Al salir del armario pensé que había llegado el momento de arrasar con todo, decidido a recuperar a cara descubierta mi lugar en la Iglesia, denunciando las injusticias de las que había sido víctima y ante las que seguía siendo testigo. Había mucho fariseo al que desenmascarar su hipocresía.
Pero esa fuerza, toda esa energía y furia no hacía más que alimentar el rencor que iba ardiendo en mi corazón, desplazando al buen Espíritu y convirtiéndome en un impostor.
Justo me había transformado en el fariseo. Ahora era yo quien rezaba diciendo «gracias, Dios mío, porque no soy como los demás, y mucho menos como esos que escandalizados se dan golpes de pecho pero son unos incoherentes».
De pronto me vi pillado por mi propia contradicción. Toda la vida en el papel de víctima y de repente y con total nitidez me veía reflejado en el rol del verdugo. En realidad no fue tan instantáneo ni tan tumbativo, sino fruto de una reflexión orante que duró un tiempo, y aún se prolonga, porque no creo que nunca deba terminar. Durante ese primer periodo me dediqué a localizar dónde estaban las causas del mal sabor de boca y de ánimo que me iba dejando esta forma de comprometerme una vez me hice visible. Después he ido dando la vuelta a cada historia preguntándome cuánto de fariseo hay en mí y el porqué. Siempre la Palabra dando la medida.
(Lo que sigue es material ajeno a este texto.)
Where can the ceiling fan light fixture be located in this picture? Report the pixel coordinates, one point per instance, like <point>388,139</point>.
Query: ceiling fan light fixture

No puedo decir que mi resentimiento esté completamente curado, pero ya no tengo tanto dolor. No he renunciado a la denuncia profética pero ahora procuro que la firmeza siempre vaya unida a la misericordia. El rencor se cura con amor y Palabra, no con buenos propósitos. Y aunque todo eso lo sé, a veces aún me sorprendo vencido por las ofensas, buscando al fariseo para zarandearle mientras con la mano libre me doy golpes en el pecho.
En aquel tiempo, a algunos que, teniéndose por justos, se sentían seguros de sí mismos y despreciaban a los demás, dijo Jesús esta parábola: "Dos hombres subieron al templo a orar. Uno era fariseo; el otro, un publicano. El fariseo, erguido, oraba así en su interior: "¡Oh Dios!, te doy gracias, porque no soy como los demás: ladrones, injustos, adúlteros; ni como ese publicano. Ayuno dos veces por semana y pago el diezmo de todo lo que tengo." El publicano, en cambio, se quedó atrás y no se atrevía ni a levantar los ojos al cielo; sólo se golpeaba el pecho, diciendo: "¡Oh Dios!, ten compasión de este pecador." Os digo que éste bajó a su casa justificado, y aquél no. Porque todo el que se enaltece será humillado, y el que se humilla será enaltecido."